A brief demo of @Anywhere showed off "hovercards" that bring up Twitter information with a mouse-over, let readers or users connect with their Twitter accounts much like Facebook Connect, or explore more specific possibilities, like instantly following a newspaper columnist's Twitter account by clicking on his or her byline.
"Discovery is one of the hardest challenges," Williams said. "It's putting these in context where you're already aware of them...Twitter is a very easy way to keep in touch." The company has 13 launch partners, including Digg, The New York Times, MSNBC.com, eBay, Amazon, and Bing. As Williams describes it, "it's not an ad platform, it's an '@' platform," referring to the syntax of using the '@' symbol to denote communication between individual Twitter users.
While Williams was still speaking, a post went live on the Twitter blog about @Anywhere, describing the technology as "a new set of frameworks for adding this Twitter experience anywhere on the Web. Soon, sites many of us visit every day will be able to recreate these open, engaging interactions providing a new layer of value for visitors without sending them to Twitter.com." Indeed, a philosophy similar to Facebook Connect.
Williams was interviewed onstage by Umair Haque, director of the Havas Media Lab, in what was arguably the most highly anticipated event of the SXSWi lineup. A massive event hall at the Austin Convention Center was filled to capacity, with a line snaking through the hallways half an hour before the talk was scheduled to begin.
It was a quick demonstration. And the Twitter CEO was sketchy about the details of how @Anywhere will make money, though there are some guesses that big partners will have to pay up for access to the "firehose," much like its search deals with Twitter and Bing that were announced late last year.
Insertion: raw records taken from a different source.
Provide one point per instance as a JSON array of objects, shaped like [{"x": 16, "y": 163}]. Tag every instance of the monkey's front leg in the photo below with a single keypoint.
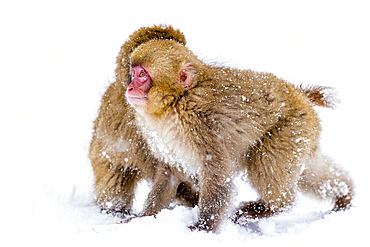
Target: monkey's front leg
[
  {"x": 163, "y": 191},
  {"x": 214, "y": 198}
]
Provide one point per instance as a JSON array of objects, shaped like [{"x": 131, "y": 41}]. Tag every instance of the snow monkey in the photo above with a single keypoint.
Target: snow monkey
[{"x": 189, "y": 127}]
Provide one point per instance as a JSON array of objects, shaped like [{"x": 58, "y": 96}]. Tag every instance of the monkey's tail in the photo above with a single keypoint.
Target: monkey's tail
[{"x": 321, "y": 96}]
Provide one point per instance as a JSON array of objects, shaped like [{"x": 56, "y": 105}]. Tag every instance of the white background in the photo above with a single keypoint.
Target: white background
[{"x": 57, "y": 57}]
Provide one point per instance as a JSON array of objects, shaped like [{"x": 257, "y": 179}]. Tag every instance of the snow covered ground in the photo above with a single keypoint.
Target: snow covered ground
[{"x": 57, "y": 57}]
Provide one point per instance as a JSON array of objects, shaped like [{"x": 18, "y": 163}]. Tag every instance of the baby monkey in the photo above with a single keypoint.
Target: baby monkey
[{"x": 189, "y": 128}]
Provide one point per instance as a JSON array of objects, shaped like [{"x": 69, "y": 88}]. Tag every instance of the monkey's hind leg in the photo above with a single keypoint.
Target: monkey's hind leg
[
  {"x": 326, "y": 180},
  {"x": 273, "y": 166},
  {"x": 187, "y": 195}
]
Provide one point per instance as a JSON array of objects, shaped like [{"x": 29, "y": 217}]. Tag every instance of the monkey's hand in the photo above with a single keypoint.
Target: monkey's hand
[{"x": 251, "y": 211}]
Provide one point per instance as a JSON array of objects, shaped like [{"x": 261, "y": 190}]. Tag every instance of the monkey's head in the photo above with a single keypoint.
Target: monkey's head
[{"x": 161, "y": 72}]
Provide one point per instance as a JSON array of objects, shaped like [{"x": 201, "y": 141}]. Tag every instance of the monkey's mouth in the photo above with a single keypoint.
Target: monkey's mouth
[{"x": 136, "y": 100}]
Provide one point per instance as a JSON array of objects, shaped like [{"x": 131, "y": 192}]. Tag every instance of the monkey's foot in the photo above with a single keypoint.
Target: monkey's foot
[{"x": 251, "y": 211}]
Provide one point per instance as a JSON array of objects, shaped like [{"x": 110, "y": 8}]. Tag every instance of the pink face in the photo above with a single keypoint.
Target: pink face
[{"x": 137, "y": 90}]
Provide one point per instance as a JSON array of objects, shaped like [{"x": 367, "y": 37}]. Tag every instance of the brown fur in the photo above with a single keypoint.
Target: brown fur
[{"x": 190, "y": 141}]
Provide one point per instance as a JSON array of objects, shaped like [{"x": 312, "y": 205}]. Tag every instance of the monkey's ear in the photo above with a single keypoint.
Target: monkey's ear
[{"x": 186, "y": 75}]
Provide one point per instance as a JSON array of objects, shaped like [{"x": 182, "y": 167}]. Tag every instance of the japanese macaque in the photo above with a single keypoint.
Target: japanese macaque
[{"x": 190, "y": 127}]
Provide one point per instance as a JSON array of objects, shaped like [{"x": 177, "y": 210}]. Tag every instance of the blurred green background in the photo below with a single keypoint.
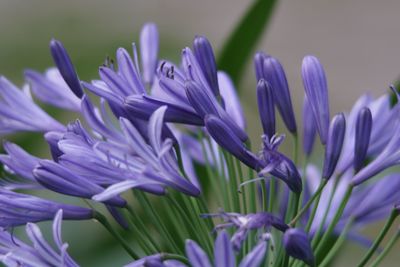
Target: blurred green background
[{"x": 357, "y": 41}]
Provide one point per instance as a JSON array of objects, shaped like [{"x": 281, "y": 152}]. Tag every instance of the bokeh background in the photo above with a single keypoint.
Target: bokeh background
[{"x": 358, "y": 42}]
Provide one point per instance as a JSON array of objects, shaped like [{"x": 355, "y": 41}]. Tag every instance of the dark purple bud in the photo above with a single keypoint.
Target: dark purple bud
[
  {"x": 275, "y": 76},
  {"x": 363, "y": 133},
  {"x": 297, "y": 245},
  {"x": 205, "y": 56},
  {"x": 334, "y": 144},
  {"x": 206, "y": 104},
  {"x": 200, "y": 99},
  {"x": 309, "y": 129},
  {"x": 65, "y": 66},
  {"x": 259, "y": 64},
  {"x": 266, "y": 108},
  {"x": 316, "y": 88},
  {"x": 52, "y": 139},
  {"x": 226, "y": 138}
]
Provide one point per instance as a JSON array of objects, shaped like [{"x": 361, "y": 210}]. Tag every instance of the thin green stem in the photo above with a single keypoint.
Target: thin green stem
[
  {"x": 169, "y": 256},
  {"x": 103, "y": 220},
  {"x": 338, "y": 244},
  {"x": 382, "y": 234},
  {"x": 317, "y": 234},
  {"x": 335, "y": 220},
  {"x": 386, "y": 250},
  {"x": 316, "y": 195}
]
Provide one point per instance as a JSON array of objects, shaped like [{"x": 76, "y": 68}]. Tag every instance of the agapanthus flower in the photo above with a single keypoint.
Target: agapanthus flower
[
  {"x": 19, "y": 209},
  {"x": 14, "y": 252},
  {"x": 316, "y": 89},
  {"x": 157, "y": 126},
  {"x": 248, "y": 222},
  {"x": 223, "y": 255}
]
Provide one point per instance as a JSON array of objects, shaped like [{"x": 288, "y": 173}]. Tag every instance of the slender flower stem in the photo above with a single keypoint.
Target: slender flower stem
[
  {"x": 387, "y": 249},
  {"x": 141, "y": 197},
  {"x": 382, "y": 234},
  {"x": 338, "y": 244},
  {"x": 309, "y": 202},
  {"x": 317, "y": 234},
  {"x": 168, "y": 256},
  {"x": 335, "y": 220},
  {"x": 103, "y": 220}
]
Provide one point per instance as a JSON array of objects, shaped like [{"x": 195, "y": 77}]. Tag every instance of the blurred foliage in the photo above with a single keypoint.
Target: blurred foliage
[{"x": 238, "y": 48}]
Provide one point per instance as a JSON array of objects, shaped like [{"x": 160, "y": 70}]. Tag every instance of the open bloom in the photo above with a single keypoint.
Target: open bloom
[{"x": 14, "y": 252}]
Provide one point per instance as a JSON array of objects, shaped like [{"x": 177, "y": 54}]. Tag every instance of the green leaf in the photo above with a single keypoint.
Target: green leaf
[{"x": 240, "y": 44}]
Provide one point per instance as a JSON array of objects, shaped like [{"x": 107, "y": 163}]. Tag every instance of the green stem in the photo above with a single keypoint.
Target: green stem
[
  {"x": 335, "y": 220},
  {"x": 387, "y": 249},
  {"x": 309, "y": 202},
  {"x": 382, "y": 234},
  {"x": 338, "y": 244},
  {"x": 103, "y": 220},
  {"x": 168, "y": 256},
  {"x": 317, "y": 234}
]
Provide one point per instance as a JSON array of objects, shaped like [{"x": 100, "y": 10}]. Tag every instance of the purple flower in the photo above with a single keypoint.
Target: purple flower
[
  {"x": 275, "y": 76},
  {"x": 309, "y": 129},
  {"x": 297, "y": 245},
  {"x": 18, "y": 209},
  {"x": 65, "y": 66},
  {"x": 227, "y": 139},
  {"x": 231, "y": 100},
  {"x": 14, "y": 252},
  {"x": 316, "y": 88},
  {"x": 60, "y": 179},
  {"x": 266, "y": 108},
  {"x": 149, "y": 51},
  {"x": 258, "y": 62},
  {"x": 158, "y": 163},
  {"x": 51, "y": 88},
  {"x": 334, "y": 145},
  {"x": 205, "y": 56},
  {"x": 206, "y": 104},
  {"x": 246, "y": 223},
  {"x": 144, "y": 106},
  {"x": 388, "y": 157},
  {"x": 19, "y": 162},
  {"x": 279, "y": 165},
  {"x": 362, "y": 136},
  {"x": 197, "y": 257}
]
Williams described those as "a couple of the first guys that we shared our full stream of public Twitter data with."
There are 50 million Twitter "tweets" posted every day, Williams said.
"Inevitably, it's going to take experimentation," Williams said of how the business side of @Anywhere will evolve. "Google started out thinking that they were going to sell search services."
A report circulated last month that Twitter was gearing up to launch an ad platform in conjunction with SXSWi, stemming from comments that the company's head of product management made in a conference panel. Company executives had heretofore been ambivalent as to whether they would start rolling out ads any time soon--or ever.
SXSWi is more or less Twitter's birthplace: the company made its debut there in 2007, and became an instant sensation with the early-adopter geek crowd. It took about two more years before it could be deemed a legitimate, mainstream sensation, but SXSWi is its home turf.
Williams says that @Anywhere taps into Twitter's deepest values of openness and transparency. "A window is transparent, but a door is open," he said. "A door lets people come in and mess with what you're doing."
From the start, Twitter has had an extensive set of application programming interfaces (APIs) that have led to a colorful array of third-party developer apps. "Openness is really a survivor technique," Williams said. "It's being open to the idea that you are wrong, and that other people probably have some good ideas."
This post was last updated at 12:41 p.m. PDT.